New York has approved a 9.3 percent average hike in workers’ compensation loss costs.
The new benchmarks will go into effect Oct. 1.
New York businesses, while not pleased, see the hike as necessary in order to keep the insurance market stable after the state hiked benefits in 2007, according to a leading business group’s representative.
The New York State Department of Financial Services (NYDFS) approved the recommendations by the industry’s New York Compensation Insurance Rating Board (NYCIRB).
The hike reflects a continued rise in the cost of claims, according to the industry’s filing. While claim frequency is mostly stable, indemnity costs are rising at an annual rate of about 5.3 percent and medical costs at about 5.1 percent.
Last year the state approved an average 5.9 percent increase in loss costs.
The increase reflects planned increases in the maximum weekly benefit. Under a schedule approved by lawmakers in 2007, the maximum weekly benefit of $864 as of July 1, 2016 will rise to $886 on July 1, 2017 and $922 on July 1, 2018. These increases in the maximum weekly benefit account for about a 0.5 percent increase in total workers’ compensation claim costs, according to the industry.
The Business Council of New York State accepted the news as a cost of doing business while urging lawmakers to enact reforms to address the factors driving up costs.
“It is unfortunate, but this number reflects the true costs of New York’s workers’ compensation system and is a necessary correction in order to keep the insurance market stable for employers,” said Lev Ginsburg, director of government affairs for BCNYS, in an emailed statement.
But Ginsburg said the state needs to act to offset the effects of changes made in 2007.
“New York’s system is deeply troubled and with this decision, the Department of Financial Services is acknowledging the reality that this system is vastly more expensive than before the 2007 reforms. The more than doubling of maximum benefits, indexed to the state’s average weekly wage, increases in medical costs, rapidly growing costs of scheduled loss of use awards, extensive litigation and excessive fees paid to claimant attorneys are pushing the system to its limits. Serious reform is the only way to ensure lower comp costs into the future,” Ginsburg said.

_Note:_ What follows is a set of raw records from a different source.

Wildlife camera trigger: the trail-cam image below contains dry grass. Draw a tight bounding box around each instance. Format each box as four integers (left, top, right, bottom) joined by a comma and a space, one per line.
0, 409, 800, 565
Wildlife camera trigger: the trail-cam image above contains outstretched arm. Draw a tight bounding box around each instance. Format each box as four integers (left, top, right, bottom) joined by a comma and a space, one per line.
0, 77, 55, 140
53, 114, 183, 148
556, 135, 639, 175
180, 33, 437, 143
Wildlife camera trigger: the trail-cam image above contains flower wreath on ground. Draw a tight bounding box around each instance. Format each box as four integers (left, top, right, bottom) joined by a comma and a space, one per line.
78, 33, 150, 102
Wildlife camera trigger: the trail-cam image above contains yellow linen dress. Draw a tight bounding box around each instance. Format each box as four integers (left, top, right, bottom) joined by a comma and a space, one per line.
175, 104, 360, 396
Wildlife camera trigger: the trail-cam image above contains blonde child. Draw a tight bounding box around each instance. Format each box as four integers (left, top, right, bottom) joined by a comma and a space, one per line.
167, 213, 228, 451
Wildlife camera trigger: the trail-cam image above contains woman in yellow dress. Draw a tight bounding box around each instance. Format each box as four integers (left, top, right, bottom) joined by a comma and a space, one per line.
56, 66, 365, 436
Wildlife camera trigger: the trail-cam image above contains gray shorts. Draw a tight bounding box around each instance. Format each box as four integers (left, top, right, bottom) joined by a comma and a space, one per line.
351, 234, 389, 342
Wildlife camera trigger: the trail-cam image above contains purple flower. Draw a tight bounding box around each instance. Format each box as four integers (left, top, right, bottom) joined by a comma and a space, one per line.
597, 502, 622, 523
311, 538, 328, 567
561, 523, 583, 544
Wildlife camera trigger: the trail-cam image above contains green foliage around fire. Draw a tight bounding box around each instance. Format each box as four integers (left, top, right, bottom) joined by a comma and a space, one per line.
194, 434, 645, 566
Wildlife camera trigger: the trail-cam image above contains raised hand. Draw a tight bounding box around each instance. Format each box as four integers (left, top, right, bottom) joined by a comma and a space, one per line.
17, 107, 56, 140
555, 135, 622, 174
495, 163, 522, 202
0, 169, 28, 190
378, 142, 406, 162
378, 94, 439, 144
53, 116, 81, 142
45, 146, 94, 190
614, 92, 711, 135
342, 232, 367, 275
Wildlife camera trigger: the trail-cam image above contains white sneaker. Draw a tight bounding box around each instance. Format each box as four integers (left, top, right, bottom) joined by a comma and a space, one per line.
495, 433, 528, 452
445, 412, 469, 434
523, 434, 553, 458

According to NYCIRB, data actually supported a loss cost level increase of 9.6 percent across all classifications but it proposed the 9.3 percent increase after considering no change in the loss cost provisions for terrorism, natural disasters and catastrophic industrial accidents.
Workers’ compensation insurers add their own expense and profit factors to the approved loss costs to generate rates.